До меня дошло, что этой фразой Эдуард обвиняет и себя. Значит, мы оба не смогли его защитить.
— Ты был занят — спасал Бекки.
— Да, но то, что эта стерва сделала с Питером, все равно случилось. Это в нем, в его глазах. И я не могу ничего сделать. — Он сжал кулаки. — Ничего сделать не могу.
Я тронула его за руку — он вздрогнул, но не отодвинулся.
— Такие вещи не исправляются, Эдуард, — разве что в телевизионных комедиях положений. А в жизни — нет. Можно облегчить, смягчить, но устранить — нет. В жизни все не так просто.
— Я его отец — другого у него нет, по крайней мере. Если я не исправлю, кто исправит?
— Никто, — ответила я и покачала головой. — Иногда приходится мириться с утратой и жить дальше. Питер был травмирован, но не сломан насовсем. Я с ним говорила по телефону, я видела его глаза. Видела, что он становится личностью, и это личность сильная и хорошая.
— Ну уж. — Он засмеялся несколько резко. — Я его учу только личным примером, а меня хорошим не назовешь.
— Достойным.
Он задумался, потом кивнул:
— Достойным —
— Сила и достоинство — это неплохое наследство, Эдуард.
Он посмотрел на меня:
— Наследство?
— Да.
— Не надо было мне привозить сюда Питера.
— Не надо было, — согласилась я.
— Он по квалификации для этой работы не подходит.
— Не подходит.
— Но тебе нельзя отсылать его домой, Анита.
— Ты действительно предпочел бы его смерть унижению?
— Если ты его унизишь, это его разрушит, Анита. Уничтожит ту часть его существа, которая хочет спасать людей, а не делать им больно. После этого, боюсь, останется хищник, который учится охоте.
— Откуда у меня такое чувство, что ты чего-то недоговариваешь?
— Я же тебе сказал, что это сухой остаток.
Я кивнула, потом покачала головой:
— Знаешь, Эдуард, если это сухой остаток, то не знаю, выдержали бы мои нервы полную версию.
— Будем держать Питера в задних рядах, насколько сможем. Ко мне едут еще люди, но не уверен, что они успеют. — Он глянул на часы. — Время поджимает.
— Тогда давай работать.
— С Питером и Олафом? — спросил он.
— Он твой сын, а Олаф драться умеет. Если он сорвется с нарезки, мы его убьем.

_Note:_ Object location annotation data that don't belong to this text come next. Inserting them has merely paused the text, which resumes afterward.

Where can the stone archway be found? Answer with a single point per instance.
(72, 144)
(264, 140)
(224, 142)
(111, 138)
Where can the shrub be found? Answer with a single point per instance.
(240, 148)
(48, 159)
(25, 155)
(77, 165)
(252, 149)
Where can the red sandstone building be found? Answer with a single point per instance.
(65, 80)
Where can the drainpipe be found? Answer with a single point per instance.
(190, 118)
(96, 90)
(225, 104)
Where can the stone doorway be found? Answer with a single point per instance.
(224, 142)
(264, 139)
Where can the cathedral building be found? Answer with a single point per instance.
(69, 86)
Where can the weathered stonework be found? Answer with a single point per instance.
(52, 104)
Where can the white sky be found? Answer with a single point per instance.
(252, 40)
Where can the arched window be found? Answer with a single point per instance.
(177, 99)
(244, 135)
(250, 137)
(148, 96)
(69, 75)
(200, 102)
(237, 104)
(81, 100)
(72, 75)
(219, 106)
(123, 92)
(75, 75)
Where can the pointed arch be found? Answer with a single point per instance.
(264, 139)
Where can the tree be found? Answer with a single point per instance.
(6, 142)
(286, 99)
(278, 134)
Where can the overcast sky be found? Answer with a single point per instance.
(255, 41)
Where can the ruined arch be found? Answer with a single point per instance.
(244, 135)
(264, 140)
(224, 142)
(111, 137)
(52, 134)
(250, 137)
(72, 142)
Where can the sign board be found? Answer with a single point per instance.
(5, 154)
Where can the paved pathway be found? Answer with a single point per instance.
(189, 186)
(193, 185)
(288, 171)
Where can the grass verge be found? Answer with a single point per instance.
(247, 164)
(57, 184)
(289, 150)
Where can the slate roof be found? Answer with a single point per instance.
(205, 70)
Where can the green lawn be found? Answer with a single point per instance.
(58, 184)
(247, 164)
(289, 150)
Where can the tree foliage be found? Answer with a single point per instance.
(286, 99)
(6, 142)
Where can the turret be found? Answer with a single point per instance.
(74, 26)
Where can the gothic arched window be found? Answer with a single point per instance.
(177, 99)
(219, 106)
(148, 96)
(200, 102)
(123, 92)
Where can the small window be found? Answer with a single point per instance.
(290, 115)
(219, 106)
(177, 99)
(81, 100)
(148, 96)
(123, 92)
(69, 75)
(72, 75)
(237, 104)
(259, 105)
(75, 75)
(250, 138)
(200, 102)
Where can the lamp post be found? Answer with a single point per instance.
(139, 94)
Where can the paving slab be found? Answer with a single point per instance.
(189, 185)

— В точности моя мысль, — кивнул Эдуард.
Я не хотела поднимать эту тему, видит бог, не хотела, но не смогла удержаться. Я же девушка в конце-то концов.
— Ты говорил, что Питер в меня влюблен?
— Я не понял, услышала ты или нет.
— Я понимаю, кажется, отчего он втрескался. Я его спасла, а своего спасителя обожаешь, как героя.

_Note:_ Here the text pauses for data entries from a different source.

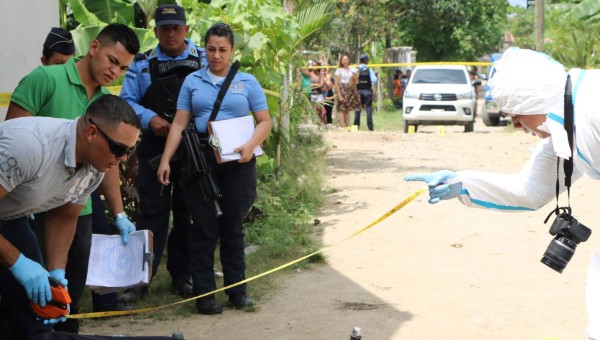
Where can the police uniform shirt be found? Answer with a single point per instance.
(137, 80)
(198, 95)
(38, 166)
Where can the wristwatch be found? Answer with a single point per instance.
(120, 215)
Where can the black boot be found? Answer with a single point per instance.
(182, 286)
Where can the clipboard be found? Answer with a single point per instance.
(228, 134)
(113, 266)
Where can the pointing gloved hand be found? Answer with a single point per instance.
(441, 185)
(34, 278)
(125, 226)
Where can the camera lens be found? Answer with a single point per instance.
(559, 253)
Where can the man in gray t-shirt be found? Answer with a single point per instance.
(49, 164)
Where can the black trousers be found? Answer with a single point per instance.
(21, 236)
(366, 99)
(237, 184)
(156, 202)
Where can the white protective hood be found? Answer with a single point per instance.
(530, 82)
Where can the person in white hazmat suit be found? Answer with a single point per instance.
(530, 87)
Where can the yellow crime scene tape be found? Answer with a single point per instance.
(144, 310)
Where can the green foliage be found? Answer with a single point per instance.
(287, 203)
(521, 24)
(569, 32)
(454, 30)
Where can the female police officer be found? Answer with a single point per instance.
(236, 180)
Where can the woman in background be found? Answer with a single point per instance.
(346, 79)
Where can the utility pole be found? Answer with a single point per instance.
(539, 25)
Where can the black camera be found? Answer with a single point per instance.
(568, 234)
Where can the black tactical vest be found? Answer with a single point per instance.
(364, 79)
(167, 78)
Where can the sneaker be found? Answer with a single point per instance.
(133, 295)
(240, 301)
(208, 306)
(182, 286)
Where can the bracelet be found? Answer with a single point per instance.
(120, 215)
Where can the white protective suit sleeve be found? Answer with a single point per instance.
(530, 189)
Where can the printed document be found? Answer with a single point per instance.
(232, 133)
(113, 266)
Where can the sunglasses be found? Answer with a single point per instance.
(116, 148)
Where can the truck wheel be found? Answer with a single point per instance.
(470, 126)
(488, 120)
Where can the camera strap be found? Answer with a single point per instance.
(569, 117)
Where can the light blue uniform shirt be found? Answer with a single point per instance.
(137, 79)
(198, 95)
(371, 73)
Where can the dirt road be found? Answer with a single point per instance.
(427, 272)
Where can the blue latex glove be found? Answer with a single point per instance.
(441, 186)
(34, 278)
(125, 227)
(59, 275)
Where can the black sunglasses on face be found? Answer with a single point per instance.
(116, 148)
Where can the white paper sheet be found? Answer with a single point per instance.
(113, 266)
(232, 133)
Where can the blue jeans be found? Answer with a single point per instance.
(366, 99)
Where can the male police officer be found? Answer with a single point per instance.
(151, 87)
(366, 80)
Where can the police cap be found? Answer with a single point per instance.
(60, 40)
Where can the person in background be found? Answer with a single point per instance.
(236, 180)
(52, 165)
(64, 91)
(151, 87)
(366, 80)
(329, 95)
(534, 90)
(316, 81)
(398, 89)
(345, 87)
(58, 47)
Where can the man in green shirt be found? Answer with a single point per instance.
(65, 91)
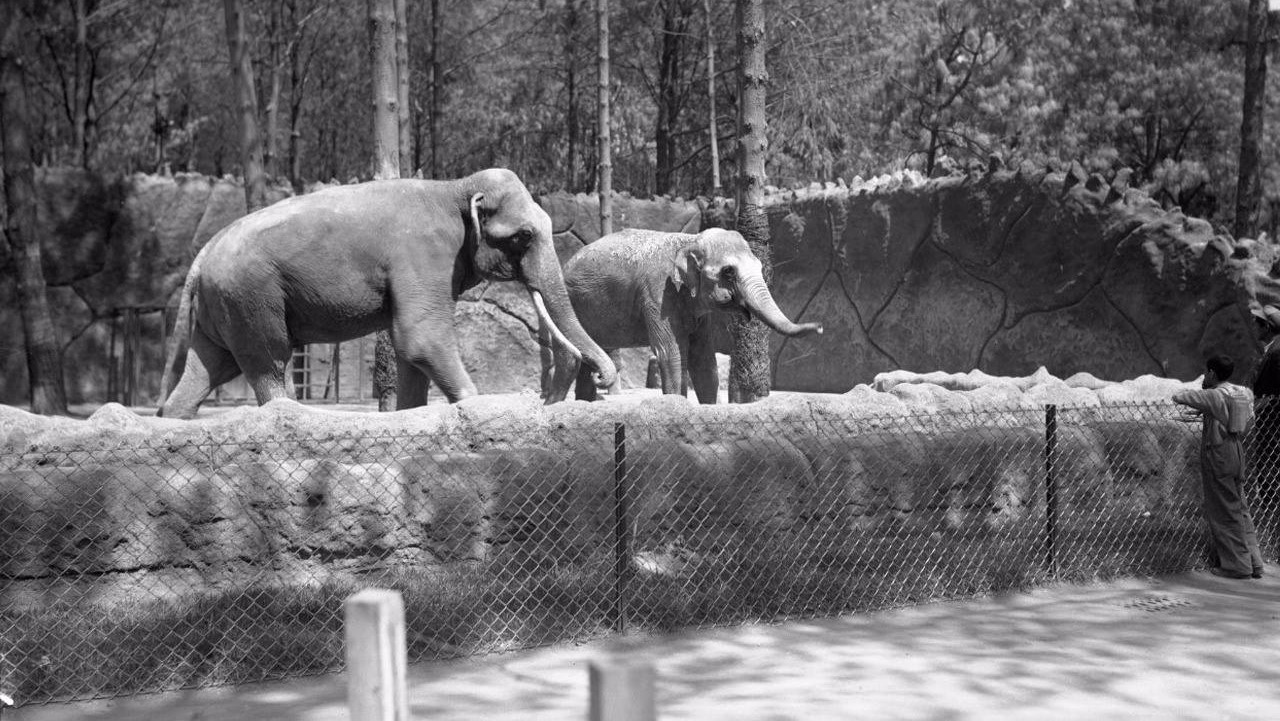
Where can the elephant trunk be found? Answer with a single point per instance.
(545, 283)
(757, 297)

— То ли втрескался, то ли обожание героя, но ты вот что не забывай, Анита: это самое сильное чувство к женщине за всю его жизнь. Может, это и не любовь, но если ты никогда ничего сильнее не чувствовал, как тебе понять разницу?
Ответ тут был простой: никак. Просто этот ответ мне не нравился, ну никак не нравился.
29
Питера я сперва не узнала — потому что он вымахал, как бывает у подростков иногда. Когда мы виделись последний раз, он был чуть выше меня. Сейчас он был чертовски близок к шести футам. В прошлый раз волосы у него были каштановые, сейчас потемнели почти до черных. Не от краски — просто детские волосы сменились взрослыми. Он раздался в плечах и выглядел старше шестнадцати лет, если смотреть только на развитие мышц, но лицо не успевало за телом. Оно все еще было юным, не совсем законченным, — если в глаза не смотреть. Они могли быть юными и невинными, а через секунду — старыми и безнадежно циничными. И без того было бы достаточно напряженно видеть Питера в этих обстоятельствах, а тут еще и краткая речь Эдуарда спокойствия мне не добавила. Я теперь искала признаки того, чего боялся Эдуард: что Питер — подрастающий хищник. Если бы не его предупреждение, заметила бы я этот взгляд, этот жест? Стала бы в него всматриваться, выискивая этот вывих души? Может, и стала бы. Но Эдуарда я сейчас ругала последними словами за то, что он навел мои мысли на это. Ругала долго и громко — про себя.